The trial period is expected to red flag any potential risks ahead of the borders reopening, which will allow Namibia to make a more informed decision on how, for example, to allow travellers into the country and when.
Stage five, which is the lowest stage of the country's lockdown strategy, and focuses on the opening of points of entry and resumption of air travel, is expected to be rolled out on 18 September.

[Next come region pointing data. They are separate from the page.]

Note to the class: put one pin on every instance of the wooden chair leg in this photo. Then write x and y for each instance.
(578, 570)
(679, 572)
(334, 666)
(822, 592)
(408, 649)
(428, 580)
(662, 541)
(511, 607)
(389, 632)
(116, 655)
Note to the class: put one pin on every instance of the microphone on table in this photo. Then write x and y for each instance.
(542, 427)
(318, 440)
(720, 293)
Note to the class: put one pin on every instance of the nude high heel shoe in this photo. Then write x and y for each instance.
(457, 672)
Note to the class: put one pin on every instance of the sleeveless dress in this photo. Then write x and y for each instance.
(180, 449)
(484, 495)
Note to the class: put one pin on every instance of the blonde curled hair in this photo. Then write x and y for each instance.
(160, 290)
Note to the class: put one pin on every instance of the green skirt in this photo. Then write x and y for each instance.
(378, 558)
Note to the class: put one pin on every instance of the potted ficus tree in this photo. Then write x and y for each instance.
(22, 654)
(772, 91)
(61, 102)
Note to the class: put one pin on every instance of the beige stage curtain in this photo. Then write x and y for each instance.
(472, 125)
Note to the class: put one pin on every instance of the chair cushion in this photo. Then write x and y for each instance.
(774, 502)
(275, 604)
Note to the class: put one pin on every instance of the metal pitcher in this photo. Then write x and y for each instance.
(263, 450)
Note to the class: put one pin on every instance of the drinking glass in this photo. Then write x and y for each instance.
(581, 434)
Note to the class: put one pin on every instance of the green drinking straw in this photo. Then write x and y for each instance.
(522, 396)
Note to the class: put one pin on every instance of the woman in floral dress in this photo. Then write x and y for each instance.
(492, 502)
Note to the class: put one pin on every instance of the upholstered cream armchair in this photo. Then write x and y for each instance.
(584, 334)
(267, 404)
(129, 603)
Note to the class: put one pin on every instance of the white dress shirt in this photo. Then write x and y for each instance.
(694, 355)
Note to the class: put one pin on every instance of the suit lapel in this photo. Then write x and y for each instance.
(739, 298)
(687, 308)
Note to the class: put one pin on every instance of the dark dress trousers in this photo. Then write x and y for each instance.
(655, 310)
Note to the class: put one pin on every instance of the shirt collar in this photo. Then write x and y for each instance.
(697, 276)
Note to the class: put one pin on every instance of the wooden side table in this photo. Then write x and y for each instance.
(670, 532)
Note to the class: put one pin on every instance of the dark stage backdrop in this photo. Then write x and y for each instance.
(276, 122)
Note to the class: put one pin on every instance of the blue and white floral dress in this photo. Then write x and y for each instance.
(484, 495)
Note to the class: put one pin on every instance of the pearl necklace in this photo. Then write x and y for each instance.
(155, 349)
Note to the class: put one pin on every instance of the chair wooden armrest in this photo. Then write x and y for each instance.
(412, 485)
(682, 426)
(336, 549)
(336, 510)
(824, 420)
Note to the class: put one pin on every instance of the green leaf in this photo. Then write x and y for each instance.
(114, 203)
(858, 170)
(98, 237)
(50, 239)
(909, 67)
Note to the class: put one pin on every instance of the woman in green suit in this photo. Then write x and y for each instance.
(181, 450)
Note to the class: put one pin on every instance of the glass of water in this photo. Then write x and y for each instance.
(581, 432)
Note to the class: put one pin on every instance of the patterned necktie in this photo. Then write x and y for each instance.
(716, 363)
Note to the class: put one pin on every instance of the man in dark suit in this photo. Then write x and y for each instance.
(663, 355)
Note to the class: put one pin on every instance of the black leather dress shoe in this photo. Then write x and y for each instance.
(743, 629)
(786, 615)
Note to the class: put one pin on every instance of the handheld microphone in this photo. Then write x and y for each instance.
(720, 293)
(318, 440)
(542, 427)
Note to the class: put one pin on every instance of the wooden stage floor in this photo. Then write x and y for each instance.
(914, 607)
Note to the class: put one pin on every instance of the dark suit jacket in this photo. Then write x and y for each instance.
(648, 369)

The UNTWO, however, said of the 87 destinations that have now eased travel restrictions, just four have completely lifted all restrictions, while 83 have eased them while keeping some measures, such as the partial closure of borders, in place. In addition, 115 destinations, 53% of all destinations worldwide, continue to keep their borders completely closed for tourism.
“The restart of tourism can be undertaken responsibly and in a way that safeguards public health while also supporting businesses and livelihoods.
As destinations continue to ease restrictions on travel, international cooperation is of paramount importance.
“This way, global tourism can gain people's trust and confidence, essential foundations as we work together to adapt to the new reality we now face,” UNWTO secretary-general Zurab Pololikashvili said. According to the UNWTO, destinations with a higher dependency on tourism are more likely to ease restrictions on travel.
Last week, the organisation released data on the impact of the pandemic on tourism, both in terms of lost tourist arrivals and lost revenues. The data shows that already by the end of May, the pandemic had led to US$320 billion in lost revenues, three times the cost of the 2009 global economic crisis.